BiCAT: Self-Knowledge Distillation with Bidirectional Chronological Augmentation of Transformer for Sequential Recommendation

Juyong Jiang, Yingtao Luo, Jae Boum Kim, Kai Zhang, Sunghun Kim*

(*) Corresponding Author.

This is our TensorFlow implementation for the paper: "Self-Knowledge Distillation with Bidirectional Chronological Augmentation of Transformer for Sequential Recommendation". Our code is implemented based on TensorFlow version of SASRec and ASReP. More useful repositories can be found in our @AIM (DeepSE) Lab.

Paper Abstract

Sequential recommendation can capture user chronological preferences from their historical behaviors, yet the learning of short sequences (cold-start problem) in many benchmark datasets is still an open challenge. Recently, data augmentation with pseudo-prior items generated by Transformers has drawn considerable attention. These methods can generate pseudo-prior items sequentially in reverse chronological order to extend the original sequences. Nevertheless, the performance may still dramatically degrade in very short sequences; most notably, the generation of pseudo-prior items does not take into account the forward direction (from the past to the future), and so the underlying temporal correlations are not preserved in terms of conditional probabilities. Motivated by this, we propose a Bidirectional Chronological Augmentation of Transformer (BiCAT) that uses a forward learning constraint in the reverse generative process to capture contextual information more effectively. Then, self-knowledge distillation is adopted in augmented and original sequences to bridge the gap between data augmentation and model representation, which enhances the robustness of sequence encoder. Moreover, an informative positive and negative sampling strategy is proposed to accelerate optimization and prevent overfitting. Extensive experiments on two popular real-world datasets demonstrate the efficacy of our method on very short sequences ($L \le 3$) and long sequences ($20 < L \le 50$) as well, our approach outperforms state-of-the-art models by an average of 35.04% and 8.76% respectively, in terms of Recall@5.

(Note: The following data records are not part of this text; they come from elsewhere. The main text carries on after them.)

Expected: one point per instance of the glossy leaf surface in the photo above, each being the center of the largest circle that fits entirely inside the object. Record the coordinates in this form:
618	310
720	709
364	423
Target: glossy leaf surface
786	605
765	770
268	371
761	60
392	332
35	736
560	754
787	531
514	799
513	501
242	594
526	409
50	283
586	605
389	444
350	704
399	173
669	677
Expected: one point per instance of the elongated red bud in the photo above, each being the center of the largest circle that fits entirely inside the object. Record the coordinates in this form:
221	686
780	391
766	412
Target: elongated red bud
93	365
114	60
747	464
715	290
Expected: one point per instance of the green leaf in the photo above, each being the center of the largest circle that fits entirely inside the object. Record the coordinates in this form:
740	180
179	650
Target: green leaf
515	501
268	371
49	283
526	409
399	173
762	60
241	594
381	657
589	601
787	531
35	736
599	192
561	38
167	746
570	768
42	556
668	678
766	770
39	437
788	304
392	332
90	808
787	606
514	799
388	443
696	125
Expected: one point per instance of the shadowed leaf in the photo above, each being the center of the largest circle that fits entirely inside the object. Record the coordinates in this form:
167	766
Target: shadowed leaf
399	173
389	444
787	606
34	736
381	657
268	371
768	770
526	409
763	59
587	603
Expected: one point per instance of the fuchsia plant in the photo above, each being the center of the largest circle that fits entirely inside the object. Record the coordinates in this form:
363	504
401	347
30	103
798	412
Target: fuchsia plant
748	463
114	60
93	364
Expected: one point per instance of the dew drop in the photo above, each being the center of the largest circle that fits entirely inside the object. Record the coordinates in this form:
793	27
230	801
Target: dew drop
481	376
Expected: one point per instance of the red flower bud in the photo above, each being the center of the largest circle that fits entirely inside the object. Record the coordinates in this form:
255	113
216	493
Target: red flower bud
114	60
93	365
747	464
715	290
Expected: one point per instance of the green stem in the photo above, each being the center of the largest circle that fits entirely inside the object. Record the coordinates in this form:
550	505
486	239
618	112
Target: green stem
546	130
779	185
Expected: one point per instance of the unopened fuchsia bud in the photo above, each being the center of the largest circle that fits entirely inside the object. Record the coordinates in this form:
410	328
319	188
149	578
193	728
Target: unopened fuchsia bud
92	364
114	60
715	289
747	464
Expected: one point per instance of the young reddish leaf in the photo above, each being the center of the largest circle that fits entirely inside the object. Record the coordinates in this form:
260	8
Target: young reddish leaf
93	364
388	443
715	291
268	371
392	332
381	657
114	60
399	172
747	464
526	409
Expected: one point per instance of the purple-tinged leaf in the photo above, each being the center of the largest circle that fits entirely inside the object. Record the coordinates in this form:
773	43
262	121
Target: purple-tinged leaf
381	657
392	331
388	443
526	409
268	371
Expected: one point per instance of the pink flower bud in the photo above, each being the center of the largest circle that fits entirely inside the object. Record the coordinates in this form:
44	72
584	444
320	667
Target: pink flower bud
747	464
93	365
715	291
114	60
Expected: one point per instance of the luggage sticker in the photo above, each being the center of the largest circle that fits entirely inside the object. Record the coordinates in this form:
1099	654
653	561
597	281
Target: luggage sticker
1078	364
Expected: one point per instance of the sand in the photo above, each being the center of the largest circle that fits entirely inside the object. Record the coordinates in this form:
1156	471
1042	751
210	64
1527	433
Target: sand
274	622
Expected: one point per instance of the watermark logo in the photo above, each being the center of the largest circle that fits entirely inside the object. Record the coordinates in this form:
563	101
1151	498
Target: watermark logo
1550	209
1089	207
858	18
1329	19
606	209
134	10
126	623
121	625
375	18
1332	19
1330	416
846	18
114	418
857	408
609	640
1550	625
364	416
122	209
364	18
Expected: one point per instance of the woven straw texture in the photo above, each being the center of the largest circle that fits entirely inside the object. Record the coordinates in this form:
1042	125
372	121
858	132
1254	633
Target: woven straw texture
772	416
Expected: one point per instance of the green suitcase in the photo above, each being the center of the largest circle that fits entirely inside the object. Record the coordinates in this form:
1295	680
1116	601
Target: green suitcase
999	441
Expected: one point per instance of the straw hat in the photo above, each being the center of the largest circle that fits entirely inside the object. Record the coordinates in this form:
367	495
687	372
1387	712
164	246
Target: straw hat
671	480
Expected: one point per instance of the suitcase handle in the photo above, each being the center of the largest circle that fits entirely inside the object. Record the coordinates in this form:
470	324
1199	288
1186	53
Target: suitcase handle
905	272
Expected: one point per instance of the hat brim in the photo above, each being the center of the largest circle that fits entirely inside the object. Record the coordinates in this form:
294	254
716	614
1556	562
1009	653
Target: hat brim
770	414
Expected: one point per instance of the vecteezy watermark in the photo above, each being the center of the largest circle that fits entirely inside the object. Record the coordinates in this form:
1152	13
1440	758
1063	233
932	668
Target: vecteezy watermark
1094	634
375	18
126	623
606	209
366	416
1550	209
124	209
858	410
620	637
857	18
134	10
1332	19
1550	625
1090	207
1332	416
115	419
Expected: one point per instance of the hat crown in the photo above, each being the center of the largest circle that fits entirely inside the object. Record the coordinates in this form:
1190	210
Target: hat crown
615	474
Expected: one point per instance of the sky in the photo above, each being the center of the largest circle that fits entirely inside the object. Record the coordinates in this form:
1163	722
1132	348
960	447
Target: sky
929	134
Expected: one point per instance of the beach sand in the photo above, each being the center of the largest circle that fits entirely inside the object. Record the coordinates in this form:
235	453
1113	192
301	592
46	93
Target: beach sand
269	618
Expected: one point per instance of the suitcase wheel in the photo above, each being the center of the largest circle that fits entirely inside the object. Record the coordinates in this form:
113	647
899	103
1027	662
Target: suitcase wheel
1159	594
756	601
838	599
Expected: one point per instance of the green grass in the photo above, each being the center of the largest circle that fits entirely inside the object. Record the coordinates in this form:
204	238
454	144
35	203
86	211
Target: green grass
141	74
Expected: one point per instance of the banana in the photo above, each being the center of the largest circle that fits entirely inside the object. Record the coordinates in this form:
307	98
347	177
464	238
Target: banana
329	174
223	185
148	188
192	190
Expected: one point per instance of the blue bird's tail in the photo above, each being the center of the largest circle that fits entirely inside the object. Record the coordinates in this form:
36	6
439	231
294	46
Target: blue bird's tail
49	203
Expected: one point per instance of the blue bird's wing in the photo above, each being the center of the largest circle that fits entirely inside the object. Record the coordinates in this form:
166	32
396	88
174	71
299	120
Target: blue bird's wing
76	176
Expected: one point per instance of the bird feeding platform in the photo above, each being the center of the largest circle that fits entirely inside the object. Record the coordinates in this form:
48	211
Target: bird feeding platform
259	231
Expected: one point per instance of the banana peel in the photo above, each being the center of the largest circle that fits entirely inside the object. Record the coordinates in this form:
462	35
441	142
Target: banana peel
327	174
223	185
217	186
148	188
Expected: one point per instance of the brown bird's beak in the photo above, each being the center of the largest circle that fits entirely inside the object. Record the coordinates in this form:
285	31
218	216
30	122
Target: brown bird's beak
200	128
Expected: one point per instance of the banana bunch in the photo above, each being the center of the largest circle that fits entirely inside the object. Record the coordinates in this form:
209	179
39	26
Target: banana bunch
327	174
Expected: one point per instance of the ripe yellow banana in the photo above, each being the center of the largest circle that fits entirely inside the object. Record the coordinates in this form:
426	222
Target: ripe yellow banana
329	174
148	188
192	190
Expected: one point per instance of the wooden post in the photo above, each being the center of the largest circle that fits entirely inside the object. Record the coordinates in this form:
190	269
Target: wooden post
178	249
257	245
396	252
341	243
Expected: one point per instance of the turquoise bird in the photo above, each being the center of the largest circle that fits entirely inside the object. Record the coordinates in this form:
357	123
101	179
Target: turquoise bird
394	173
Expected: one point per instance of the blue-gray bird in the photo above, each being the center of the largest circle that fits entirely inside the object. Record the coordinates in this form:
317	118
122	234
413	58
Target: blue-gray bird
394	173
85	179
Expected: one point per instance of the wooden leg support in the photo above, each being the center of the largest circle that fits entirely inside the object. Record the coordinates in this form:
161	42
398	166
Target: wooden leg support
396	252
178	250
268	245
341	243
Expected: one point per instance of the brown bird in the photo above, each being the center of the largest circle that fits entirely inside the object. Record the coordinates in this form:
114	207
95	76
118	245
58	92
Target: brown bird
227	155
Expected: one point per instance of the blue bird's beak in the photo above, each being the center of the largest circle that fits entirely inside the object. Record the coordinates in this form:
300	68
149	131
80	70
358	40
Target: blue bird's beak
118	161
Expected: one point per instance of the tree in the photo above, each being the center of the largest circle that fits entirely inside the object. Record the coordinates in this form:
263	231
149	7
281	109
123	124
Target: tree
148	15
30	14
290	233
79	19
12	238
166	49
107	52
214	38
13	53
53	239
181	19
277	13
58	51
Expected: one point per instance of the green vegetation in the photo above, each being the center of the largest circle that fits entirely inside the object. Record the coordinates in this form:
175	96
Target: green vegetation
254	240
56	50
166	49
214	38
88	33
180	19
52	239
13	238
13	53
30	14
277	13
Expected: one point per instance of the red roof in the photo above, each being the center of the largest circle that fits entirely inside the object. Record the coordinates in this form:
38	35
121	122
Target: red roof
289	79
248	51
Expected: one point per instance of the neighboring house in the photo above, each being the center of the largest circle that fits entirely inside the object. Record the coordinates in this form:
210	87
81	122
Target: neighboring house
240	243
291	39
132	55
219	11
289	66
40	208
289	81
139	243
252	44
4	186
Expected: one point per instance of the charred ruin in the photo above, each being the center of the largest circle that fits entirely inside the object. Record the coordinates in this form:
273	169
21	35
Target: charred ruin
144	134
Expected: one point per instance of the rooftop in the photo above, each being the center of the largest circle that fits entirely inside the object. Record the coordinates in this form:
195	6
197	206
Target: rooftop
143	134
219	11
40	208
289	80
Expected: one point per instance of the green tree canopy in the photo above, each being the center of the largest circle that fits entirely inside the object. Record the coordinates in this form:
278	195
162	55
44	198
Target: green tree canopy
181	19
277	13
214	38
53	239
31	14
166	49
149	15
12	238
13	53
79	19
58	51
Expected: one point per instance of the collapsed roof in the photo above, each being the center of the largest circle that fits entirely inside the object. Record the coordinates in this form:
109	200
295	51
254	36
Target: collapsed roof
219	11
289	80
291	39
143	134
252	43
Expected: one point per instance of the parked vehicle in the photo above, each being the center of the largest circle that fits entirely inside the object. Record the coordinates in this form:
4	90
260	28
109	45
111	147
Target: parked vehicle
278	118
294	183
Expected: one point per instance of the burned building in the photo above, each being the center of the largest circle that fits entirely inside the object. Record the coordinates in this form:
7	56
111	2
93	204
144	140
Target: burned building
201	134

Figure 1. The model architecture of proposed BiCAT consists of three parts: (a) Bidirectional Chronological Pre-training aims to predict prior items (dashed blocks) of sequences with consistent semantic correlation for the next item prediction task; (b) Sequences Augmentation is to generate $k$ pseudo-prior items for short sequences that sequence length is less than threshold M; (c) Self-Knowledge Distillation Fine-tuning is to feed augmented and original sequences to fine-tuning the model for the next item ($v_{n+1}$) prediction with distributed regularization loss.

Installation

Make sure you have Python>=3.6 and Tensorflow>=1.12 installed on your machine.

TensorFlow 1.12
Python 3.6.*

Modify the last line prefix: /home/user/anaconda3/envs/bicat in requirements.yml according to your machine.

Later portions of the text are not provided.